I dati presentati, confermano a pieno la crescita costante del settore turistico e ristorativo italiano. L’Italia è il paese primo al mondo per disponibilità di patrimonio artistico-culturale contando ben oltre 50 siti unesco e patrimonio dell’umanità e, tra le altre cose, risulta tra i prime tre migliori località al mondo dove si consiglia viaggiare nell’anno 2018. L’enorme appeal culturale e paesaggistico di cui gode il nostro straordinario paese ha permesso di registrare nell’ultimo anno un giro di affari che va dai 90 ai più di 100 miliardi di consumi turistici; il dato ancor più incoraggiante è che quasi il 40% di questi consumi siano stati effettuati da turisti stranieri, una “clientela” in continua crescita, affascinata e innamorata del nostro paese e delle nostre sfaccettate tradizioni. Un universo che va dai nostri litorali più affascinanti alle tradizioni popolari più nascoste, dai paesaggi mozzafiato con le vette più alte d’Europa alle  alle mille tendenze e tradizioni culinarie dei territori, fino alla moltitudine di prodotti di artigianato esclusivo in quasi tutti i settori più estrosi come la moda, l’ arte, la cultura, l’ enogastronomia, il tessile e chi più ne ha più ne metta.
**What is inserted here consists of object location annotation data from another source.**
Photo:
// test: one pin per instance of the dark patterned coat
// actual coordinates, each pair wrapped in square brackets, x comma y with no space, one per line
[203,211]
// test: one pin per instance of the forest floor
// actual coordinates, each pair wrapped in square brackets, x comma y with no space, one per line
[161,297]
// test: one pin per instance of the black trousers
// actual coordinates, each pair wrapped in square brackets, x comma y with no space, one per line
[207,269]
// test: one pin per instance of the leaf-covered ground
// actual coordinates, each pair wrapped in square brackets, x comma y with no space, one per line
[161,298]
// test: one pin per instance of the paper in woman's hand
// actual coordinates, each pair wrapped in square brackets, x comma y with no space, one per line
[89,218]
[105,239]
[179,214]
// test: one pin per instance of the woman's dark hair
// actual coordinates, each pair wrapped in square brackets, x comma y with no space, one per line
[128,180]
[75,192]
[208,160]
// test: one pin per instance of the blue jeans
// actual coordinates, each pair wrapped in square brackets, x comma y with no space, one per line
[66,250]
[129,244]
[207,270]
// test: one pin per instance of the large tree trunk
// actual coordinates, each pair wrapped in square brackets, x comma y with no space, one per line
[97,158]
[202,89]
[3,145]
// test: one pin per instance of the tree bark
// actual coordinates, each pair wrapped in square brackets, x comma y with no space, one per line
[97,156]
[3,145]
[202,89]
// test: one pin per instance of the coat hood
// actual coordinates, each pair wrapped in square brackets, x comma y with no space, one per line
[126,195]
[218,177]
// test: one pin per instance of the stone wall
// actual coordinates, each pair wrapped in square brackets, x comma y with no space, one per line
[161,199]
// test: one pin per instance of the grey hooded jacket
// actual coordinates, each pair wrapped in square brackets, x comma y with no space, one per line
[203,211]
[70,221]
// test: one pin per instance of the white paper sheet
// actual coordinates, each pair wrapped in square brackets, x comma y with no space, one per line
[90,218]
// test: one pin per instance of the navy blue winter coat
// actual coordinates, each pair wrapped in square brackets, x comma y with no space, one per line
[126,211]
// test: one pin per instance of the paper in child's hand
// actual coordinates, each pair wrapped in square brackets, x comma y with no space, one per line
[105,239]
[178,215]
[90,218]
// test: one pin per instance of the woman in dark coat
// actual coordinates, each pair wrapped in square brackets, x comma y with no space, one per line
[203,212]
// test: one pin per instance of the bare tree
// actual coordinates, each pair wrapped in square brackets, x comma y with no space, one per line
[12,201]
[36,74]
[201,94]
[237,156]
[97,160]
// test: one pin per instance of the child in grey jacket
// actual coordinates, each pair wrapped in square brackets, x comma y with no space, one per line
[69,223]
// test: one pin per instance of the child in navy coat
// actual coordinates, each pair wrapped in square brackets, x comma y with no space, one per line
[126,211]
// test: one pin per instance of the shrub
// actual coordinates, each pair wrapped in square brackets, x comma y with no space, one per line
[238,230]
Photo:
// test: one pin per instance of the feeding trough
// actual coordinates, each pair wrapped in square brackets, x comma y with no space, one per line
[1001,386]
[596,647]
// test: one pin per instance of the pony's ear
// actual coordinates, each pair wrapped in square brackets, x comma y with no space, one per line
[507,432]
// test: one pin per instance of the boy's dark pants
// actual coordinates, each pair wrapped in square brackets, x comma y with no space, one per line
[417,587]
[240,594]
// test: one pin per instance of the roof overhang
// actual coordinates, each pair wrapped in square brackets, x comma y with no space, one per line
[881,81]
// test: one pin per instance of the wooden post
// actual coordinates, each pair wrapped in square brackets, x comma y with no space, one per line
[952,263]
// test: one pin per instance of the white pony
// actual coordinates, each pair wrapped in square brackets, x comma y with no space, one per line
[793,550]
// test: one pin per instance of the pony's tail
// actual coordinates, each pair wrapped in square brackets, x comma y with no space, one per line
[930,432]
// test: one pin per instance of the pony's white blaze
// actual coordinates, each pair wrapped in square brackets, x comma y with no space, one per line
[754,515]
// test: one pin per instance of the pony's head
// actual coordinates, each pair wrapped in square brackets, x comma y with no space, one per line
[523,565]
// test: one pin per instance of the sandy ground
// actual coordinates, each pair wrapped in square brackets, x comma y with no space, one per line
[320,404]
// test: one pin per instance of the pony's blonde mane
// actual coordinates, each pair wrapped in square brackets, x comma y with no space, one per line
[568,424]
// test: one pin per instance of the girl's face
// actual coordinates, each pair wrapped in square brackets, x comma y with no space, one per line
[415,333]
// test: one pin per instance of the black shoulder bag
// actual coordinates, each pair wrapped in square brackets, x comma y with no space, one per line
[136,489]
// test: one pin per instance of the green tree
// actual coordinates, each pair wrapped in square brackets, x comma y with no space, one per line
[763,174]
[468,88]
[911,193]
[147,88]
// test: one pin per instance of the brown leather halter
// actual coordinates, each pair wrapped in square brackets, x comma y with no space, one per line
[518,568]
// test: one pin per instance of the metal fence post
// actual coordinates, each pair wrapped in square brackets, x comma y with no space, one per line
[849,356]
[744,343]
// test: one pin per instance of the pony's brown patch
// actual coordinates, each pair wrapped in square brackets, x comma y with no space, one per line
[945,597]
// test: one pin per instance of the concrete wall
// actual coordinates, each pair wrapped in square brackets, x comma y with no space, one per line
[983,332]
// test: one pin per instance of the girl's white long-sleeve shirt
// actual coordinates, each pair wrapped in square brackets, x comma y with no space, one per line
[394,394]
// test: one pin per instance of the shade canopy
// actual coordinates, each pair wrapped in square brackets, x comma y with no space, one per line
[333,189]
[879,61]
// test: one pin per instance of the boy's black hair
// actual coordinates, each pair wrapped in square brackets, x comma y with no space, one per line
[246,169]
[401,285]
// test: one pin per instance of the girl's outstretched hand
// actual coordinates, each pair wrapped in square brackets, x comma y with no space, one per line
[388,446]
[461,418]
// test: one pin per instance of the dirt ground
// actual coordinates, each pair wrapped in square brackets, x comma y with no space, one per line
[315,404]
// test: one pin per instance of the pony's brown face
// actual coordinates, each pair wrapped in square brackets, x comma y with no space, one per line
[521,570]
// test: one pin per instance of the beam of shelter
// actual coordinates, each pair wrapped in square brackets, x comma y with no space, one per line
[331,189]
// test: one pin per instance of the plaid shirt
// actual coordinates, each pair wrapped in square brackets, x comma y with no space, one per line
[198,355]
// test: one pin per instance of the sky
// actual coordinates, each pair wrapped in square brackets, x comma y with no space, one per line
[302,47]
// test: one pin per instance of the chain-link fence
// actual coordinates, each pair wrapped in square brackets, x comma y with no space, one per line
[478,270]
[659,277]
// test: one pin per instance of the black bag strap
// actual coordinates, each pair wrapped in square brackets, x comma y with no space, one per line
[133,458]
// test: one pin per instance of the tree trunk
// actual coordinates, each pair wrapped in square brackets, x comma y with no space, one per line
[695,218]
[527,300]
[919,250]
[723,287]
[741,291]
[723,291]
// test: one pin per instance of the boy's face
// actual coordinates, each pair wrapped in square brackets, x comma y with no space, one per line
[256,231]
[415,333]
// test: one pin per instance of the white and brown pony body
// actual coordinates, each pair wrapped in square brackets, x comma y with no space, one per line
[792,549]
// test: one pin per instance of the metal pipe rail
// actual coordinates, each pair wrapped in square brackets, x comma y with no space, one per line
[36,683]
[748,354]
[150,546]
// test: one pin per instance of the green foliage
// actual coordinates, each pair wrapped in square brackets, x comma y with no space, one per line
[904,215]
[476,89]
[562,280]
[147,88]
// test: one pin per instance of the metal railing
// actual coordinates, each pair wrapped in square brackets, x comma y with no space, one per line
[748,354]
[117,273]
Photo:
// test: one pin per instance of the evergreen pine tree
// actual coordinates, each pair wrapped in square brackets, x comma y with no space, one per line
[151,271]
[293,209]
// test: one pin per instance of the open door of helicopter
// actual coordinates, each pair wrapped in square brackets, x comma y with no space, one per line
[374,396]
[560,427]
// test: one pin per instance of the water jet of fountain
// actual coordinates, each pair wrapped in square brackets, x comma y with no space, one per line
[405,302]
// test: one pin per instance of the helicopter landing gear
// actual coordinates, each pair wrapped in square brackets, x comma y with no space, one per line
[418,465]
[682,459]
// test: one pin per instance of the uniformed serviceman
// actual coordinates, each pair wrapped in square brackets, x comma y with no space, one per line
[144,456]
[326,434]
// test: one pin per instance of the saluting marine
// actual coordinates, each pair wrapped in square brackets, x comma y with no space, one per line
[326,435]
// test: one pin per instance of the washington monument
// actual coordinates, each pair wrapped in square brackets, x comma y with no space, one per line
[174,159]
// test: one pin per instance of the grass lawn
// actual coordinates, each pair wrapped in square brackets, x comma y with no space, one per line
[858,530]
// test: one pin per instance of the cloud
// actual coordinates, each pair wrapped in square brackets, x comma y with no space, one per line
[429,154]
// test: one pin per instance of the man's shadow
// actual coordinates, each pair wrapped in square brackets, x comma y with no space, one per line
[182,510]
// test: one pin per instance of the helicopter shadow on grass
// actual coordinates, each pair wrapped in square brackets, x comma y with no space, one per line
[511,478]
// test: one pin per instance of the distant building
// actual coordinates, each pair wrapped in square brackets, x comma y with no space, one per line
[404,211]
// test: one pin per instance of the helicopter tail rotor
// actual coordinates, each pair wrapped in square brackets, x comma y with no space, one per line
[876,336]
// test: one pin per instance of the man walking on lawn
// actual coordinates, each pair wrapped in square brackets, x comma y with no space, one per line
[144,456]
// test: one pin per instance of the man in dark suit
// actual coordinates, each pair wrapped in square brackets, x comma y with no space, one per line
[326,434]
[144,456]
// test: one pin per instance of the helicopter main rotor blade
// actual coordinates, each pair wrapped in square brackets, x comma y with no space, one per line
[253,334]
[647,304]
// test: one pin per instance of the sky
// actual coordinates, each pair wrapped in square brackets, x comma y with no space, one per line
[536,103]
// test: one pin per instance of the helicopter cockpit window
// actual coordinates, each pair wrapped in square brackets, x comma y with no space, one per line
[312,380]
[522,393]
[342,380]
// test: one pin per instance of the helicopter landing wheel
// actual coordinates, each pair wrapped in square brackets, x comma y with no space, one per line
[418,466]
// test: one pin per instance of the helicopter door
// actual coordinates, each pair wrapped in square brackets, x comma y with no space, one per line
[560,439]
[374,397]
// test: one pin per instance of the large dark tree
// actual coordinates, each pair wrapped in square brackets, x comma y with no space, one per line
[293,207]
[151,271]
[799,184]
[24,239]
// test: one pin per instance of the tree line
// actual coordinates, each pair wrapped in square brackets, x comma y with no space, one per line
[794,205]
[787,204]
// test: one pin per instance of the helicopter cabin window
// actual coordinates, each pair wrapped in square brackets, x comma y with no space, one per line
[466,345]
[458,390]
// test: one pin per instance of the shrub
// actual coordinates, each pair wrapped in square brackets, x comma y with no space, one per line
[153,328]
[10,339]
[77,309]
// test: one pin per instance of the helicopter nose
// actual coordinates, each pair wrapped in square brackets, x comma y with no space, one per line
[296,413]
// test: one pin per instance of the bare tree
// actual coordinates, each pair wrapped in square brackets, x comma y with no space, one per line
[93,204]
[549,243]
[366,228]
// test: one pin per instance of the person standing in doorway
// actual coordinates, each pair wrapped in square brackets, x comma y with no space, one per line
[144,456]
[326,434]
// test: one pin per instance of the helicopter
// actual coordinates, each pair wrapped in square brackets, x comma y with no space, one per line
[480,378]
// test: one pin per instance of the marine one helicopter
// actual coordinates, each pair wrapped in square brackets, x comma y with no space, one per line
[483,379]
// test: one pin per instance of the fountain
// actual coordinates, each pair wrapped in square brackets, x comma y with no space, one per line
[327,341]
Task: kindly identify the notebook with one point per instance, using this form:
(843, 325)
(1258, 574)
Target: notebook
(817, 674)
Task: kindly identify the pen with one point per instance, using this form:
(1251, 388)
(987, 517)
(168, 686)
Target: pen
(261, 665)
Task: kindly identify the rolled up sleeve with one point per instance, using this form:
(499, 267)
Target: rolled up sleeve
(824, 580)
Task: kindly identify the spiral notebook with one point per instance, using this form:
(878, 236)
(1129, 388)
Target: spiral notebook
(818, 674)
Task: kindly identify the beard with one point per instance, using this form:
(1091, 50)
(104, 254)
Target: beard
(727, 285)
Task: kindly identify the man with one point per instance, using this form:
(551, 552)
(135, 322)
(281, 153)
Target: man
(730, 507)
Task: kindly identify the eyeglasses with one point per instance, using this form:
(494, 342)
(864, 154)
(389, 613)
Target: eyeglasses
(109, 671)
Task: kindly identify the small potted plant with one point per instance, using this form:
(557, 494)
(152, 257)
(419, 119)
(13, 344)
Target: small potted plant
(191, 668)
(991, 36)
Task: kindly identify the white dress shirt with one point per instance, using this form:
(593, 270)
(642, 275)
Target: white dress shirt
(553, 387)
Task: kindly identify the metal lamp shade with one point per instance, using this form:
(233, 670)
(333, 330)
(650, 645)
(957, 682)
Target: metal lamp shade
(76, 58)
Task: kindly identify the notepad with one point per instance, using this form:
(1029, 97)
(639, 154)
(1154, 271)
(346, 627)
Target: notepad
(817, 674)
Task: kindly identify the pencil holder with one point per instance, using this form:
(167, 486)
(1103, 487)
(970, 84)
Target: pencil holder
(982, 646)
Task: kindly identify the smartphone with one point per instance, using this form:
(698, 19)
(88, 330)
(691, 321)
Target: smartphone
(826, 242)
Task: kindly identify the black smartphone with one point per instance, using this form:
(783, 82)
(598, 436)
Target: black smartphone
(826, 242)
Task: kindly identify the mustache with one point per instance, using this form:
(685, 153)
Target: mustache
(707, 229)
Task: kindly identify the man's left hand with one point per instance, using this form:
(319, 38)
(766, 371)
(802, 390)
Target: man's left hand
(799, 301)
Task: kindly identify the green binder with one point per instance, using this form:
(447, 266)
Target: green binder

Come sostiene il direttore dell’IRISS Vincenzo Morvillo, in questo rapporto hanno preso parte più di 70 esperti e analisti di turismo di tutta Italia e l’accessibilità agevolata di cui godono tutti questi dati che hanno raccolto, si traduce in un’ottima funzione didattico- educativa per tanta gente e giovani imprenditori che vogliono iniziare un loro percorso lavorativo , come per gente già inserita nel settore che quel “percorso” lo vuole incrementare e arricchire. Questo perché prendere consapevolezza di certe tendenze e di nuove e positive dinamiche in termini occupazionali e in termini economici, può solo voler significar dare un ampio respiro alla nostra economia nazionale che nel turismo e in generale tutte le sue eccellenze, può certamente trovare il suo riscatto.